Re: git branch performance problem?
On Wed, 10 Oct 2007, Han-Wen Nienhuys wrote:
> The way I solved that, was to have both repositories pointing to each
> other, using alternates.
Ouch. Double un-good. Not a good idea. Especially not if you do
development in both and pull and push between them.
What will happen is that if you do alternates pointing both ways, you
basically end up having a "shared pool of objects". So it's pretty much
equivalent to just using a shared object directory, and it has *exactly*
the same issues with object reachability and references: you have a shared
pool of objects, but you only ever see *one* set of references, so garbage
collection cannot work - because it will always see just a subset of the
real references, while it sees essentially all objects.
> could it be that GC does not handle cyclic alternates correctly?
It's not about cyclic per se: it's about the fact that GC will do garbage
collection based on reachability with the local references.
Which is normally fine. It's normally fine, because the object tree is
"local" too. But when doing alternates:
- the tree that is being used as an alternate *has* to be totally stable.

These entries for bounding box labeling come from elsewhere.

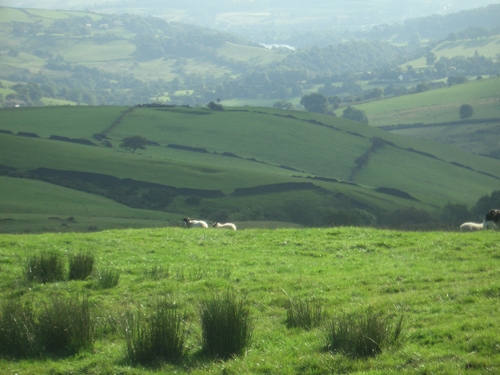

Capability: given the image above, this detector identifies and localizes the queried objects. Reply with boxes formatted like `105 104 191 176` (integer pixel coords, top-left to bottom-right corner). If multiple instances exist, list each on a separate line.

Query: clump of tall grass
326 308 403 357
69 251 95 280
145 264 170 280
285 298 325 330
0 297 94 358
37 296 94 355
199 292 252 359
0 299 39 358
125 299 186 364
94 268 120 289
24 251 65 284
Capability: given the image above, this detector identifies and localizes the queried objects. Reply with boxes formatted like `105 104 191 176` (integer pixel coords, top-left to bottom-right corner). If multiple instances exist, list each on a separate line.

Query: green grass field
402 36 500 69
0 106 500 232
355 77 500 126
0 228 500 375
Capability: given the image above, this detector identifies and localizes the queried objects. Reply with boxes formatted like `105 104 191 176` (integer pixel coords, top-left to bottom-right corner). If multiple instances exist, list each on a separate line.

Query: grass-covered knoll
407 36 500 69
356 77 500 126
0 177 181 233
0 228 500 374
0 106 500 232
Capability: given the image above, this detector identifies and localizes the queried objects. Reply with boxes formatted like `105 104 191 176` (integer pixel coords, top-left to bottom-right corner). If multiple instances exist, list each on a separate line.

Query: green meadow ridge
0 105 500 232
0 228 500 375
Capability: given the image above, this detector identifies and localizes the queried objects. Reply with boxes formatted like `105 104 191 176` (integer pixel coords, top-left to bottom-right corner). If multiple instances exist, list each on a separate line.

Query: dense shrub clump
200 292 252 359
126 299 186 364
326 308 403 357
0 297 94 358
25 251 65 284
69 252 95 280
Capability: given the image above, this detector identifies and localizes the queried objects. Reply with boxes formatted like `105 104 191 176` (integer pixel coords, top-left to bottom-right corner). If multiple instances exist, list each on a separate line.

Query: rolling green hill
355 77 500 158
0 106 500 232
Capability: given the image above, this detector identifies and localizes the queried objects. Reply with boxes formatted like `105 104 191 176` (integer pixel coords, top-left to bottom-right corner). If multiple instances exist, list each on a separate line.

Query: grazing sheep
182 217 208 228
212 221 236 230
483 209 500 230
460 223 483 232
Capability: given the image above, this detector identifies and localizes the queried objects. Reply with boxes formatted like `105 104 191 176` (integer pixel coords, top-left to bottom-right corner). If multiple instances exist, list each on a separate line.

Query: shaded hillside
355 77 500 158
0 106 500 234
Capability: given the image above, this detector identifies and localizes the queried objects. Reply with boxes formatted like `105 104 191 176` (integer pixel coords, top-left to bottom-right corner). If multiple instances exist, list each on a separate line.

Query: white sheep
182 217 208 228
212 221 236 230
460 223 483 232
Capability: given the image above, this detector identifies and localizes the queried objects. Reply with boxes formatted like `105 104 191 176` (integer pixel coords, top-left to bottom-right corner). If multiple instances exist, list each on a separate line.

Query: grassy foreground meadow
0 227 500 374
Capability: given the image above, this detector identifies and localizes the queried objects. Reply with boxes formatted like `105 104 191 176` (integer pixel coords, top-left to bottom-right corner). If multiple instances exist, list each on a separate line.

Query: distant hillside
0 7 423 106
355 77 500 158
0 106 500 232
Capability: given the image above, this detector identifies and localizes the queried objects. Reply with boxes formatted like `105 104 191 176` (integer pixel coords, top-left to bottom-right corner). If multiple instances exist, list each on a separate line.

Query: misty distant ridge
1 0 498 33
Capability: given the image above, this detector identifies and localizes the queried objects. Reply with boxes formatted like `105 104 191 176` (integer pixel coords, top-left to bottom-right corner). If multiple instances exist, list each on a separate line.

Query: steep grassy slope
0 106 500 234
356 77 500 126
408 36 500 69
356 77 500 158
0 177 181 233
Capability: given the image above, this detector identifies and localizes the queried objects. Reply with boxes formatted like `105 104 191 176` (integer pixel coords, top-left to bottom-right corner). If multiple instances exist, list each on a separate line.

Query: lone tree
458 104 474 120
300 93 328 113
342 106 368 124
120 135 148 152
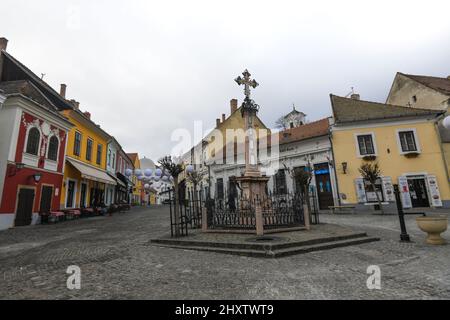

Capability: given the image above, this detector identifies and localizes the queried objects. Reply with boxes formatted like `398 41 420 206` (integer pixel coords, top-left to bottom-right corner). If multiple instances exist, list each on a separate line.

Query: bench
328 206 356 214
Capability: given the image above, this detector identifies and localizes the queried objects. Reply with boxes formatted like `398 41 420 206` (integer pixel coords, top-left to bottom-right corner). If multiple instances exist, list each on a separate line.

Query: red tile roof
279 118 329 144
402 73 450 95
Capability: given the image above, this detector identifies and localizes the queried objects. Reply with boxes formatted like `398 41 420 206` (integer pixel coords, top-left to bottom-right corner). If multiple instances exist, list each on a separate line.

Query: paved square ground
0 207 450 299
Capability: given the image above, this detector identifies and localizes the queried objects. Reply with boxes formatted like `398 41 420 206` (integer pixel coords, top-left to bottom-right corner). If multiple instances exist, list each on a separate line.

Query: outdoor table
49 211 66 222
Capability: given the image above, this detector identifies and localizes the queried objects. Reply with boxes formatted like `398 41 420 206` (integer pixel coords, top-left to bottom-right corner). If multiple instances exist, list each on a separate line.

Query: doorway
408 177 430 208
314 163 334 210
14 188 34 227
39 186 53 213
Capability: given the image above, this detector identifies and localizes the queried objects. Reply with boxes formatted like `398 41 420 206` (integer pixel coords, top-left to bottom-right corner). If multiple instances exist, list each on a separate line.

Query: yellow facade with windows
61 109 116 209
331 97 450 209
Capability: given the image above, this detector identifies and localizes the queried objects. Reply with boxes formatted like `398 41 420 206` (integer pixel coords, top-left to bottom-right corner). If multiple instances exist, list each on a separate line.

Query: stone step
153 236 380 258
151 232 367 250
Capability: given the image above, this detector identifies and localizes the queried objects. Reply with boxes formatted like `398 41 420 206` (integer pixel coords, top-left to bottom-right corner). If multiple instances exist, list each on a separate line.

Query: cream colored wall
332 121 450 203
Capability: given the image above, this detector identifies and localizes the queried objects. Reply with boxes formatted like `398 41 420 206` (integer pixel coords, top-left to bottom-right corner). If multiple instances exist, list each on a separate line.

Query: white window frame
355 132 378 158
23 124 43 157
79 182 89 208
45 133 61 162
395 128 422 155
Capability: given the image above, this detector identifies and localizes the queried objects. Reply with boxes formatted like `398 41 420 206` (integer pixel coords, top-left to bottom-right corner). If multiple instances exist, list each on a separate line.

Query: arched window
47 136 59 161
25 127 41 156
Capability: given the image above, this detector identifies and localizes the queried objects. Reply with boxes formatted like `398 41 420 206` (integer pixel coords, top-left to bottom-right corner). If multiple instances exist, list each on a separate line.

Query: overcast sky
0 0 450 160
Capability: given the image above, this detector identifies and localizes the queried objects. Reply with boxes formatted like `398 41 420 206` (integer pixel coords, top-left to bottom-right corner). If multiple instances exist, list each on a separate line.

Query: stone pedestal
236 174 270 201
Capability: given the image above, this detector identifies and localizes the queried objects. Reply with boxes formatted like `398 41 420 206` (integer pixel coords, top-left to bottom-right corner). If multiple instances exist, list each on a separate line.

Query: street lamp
33 172 42 183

It must *never* have been re-based, or have any GC'able objects in the
first place. IOW, doing a "git gc" on it will be safe, because there is
no way any objects that the other alternate depends on could be pruned.
- You definitely must *not* do a two-way alternate, because that violates
another rule: the rule that the "alternate base" (which is now *both*
of the repositories) is self-sufficient. Since they both point to each
other, there's no way to know whether they are self-sufficient or not:
they may be re-using each others objects *and* packs!

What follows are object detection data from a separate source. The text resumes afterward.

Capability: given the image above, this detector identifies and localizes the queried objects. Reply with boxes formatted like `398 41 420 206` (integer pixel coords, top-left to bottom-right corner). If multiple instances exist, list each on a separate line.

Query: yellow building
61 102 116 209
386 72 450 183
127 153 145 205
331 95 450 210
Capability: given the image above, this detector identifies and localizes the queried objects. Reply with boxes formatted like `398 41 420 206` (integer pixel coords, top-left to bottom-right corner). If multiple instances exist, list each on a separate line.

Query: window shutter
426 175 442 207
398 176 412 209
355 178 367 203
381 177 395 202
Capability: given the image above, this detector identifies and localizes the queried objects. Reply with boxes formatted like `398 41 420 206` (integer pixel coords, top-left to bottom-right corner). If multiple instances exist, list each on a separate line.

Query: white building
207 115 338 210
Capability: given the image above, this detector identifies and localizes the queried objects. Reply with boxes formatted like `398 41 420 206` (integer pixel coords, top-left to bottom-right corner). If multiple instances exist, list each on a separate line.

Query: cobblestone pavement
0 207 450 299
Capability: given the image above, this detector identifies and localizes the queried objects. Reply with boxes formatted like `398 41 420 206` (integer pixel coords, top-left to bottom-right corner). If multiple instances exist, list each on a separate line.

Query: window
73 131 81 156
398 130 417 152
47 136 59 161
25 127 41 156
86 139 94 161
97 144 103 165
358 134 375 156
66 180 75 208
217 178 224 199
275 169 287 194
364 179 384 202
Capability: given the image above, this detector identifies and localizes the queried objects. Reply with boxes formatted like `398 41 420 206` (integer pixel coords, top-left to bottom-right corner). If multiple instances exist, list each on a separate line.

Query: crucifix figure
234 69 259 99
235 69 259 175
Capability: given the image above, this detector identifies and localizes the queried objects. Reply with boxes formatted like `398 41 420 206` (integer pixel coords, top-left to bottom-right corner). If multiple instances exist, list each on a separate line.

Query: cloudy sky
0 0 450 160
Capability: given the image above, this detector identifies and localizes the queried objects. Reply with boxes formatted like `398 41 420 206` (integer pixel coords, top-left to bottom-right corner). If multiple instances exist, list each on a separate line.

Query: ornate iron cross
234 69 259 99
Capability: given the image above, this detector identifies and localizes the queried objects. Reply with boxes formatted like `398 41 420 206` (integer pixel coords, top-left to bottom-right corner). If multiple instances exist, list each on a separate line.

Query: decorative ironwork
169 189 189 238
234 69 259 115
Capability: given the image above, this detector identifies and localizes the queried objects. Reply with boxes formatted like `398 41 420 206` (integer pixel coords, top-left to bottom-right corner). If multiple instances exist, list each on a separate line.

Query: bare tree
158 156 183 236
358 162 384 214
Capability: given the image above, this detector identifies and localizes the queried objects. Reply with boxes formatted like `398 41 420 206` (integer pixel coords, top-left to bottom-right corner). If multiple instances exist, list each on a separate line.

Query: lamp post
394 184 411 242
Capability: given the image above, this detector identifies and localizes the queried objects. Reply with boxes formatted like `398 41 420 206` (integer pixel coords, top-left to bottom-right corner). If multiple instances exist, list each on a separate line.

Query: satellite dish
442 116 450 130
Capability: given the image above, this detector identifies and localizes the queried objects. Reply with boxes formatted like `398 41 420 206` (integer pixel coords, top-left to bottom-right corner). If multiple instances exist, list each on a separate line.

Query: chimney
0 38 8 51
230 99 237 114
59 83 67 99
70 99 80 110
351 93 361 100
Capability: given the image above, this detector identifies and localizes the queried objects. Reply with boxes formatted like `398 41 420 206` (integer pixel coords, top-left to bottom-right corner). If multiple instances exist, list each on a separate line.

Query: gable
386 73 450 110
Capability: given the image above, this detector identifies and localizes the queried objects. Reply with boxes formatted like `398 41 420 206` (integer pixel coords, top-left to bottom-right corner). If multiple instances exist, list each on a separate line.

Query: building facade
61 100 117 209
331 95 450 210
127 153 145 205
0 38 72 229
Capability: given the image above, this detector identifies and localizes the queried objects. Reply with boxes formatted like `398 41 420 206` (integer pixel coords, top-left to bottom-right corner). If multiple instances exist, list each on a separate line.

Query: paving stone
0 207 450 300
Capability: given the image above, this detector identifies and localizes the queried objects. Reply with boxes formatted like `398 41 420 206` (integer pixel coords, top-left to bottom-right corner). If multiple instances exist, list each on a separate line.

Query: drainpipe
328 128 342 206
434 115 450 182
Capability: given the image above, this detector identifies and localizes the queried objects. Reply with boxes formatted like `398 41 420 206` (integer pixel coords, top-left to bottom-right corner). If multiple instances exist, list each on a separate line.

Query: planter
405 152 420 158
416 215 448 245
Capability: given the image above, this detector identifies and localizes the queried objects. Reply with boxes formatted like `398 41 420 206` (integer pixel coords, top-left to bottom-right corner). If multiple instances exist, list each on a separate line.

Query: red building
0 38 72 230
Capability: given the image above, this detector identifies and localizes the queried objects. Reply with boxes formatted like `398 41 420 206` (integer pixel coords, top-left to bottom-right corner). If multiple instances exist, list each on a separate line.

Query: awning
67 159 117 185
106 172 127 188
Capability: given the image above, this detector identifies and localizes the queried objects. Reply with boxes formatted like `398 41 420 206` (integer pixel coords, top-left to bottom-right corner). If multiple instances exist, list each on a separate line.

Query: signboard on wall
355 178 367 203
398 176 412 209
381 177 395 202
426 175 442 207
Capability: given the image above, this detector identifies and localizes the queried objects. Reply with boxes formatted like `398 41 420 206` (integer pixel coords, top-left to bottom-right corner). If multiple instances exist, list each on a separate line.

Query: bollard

And in the above, the "*and* packs" is important, and probably the cause
of your problems. Because "git repack -a -d -l" (which is what "git gc"
does) will always gather up any loose objects even from remote sites, but
the "-l" means that it will not do so for alternate packed objects.
So what happens is that if one of the repositories can reach some object
that is in a pack in the other repository, "git gc" will still *leave* it
dependent on a pack in the other repository. But maybe that object isn't
even reachable in the other repo any more (for whatever reason - a rebase,
whatever), then when you repack the other repository, now all the packs
will be replaced by one new pack - and the one new pack will only contain
the objects reachable from the other repo.
IOW: alternates are dangerous. A shared object directory is dangerous. You
should basically only do it under very controlled circumstances, and
otherwise you should use either hardlinks or if you want added safety,
totally separate repositories.
Basically, here's an example of badness, with A and B being repos that
point to each other.
- do something in A
- pull it into B - this leaves the objects in A, because of the
- rebase A
- "git gc" in A: this removes unreachable objects from A, and now B is
So the rule really is: never *ever* do anything but fast-forward in a repo
that is an alternate for another one. If you do a circular link, I think
it's still safe if you follow that rule, but now obviously the rule holds
for *both* repos (and quite frankly, I'd worry so much that I'd never do
it even then).
There should be another rule too: git on its own is not a backup system.
You can use git *as* a backup system, but you need to do so by mirroring
the whole repository, and not on the same disk.
(ie, for me, git *is* a backup system, but that's only because I push my
repos to other sites - a single git repo on its own has zero redundancy)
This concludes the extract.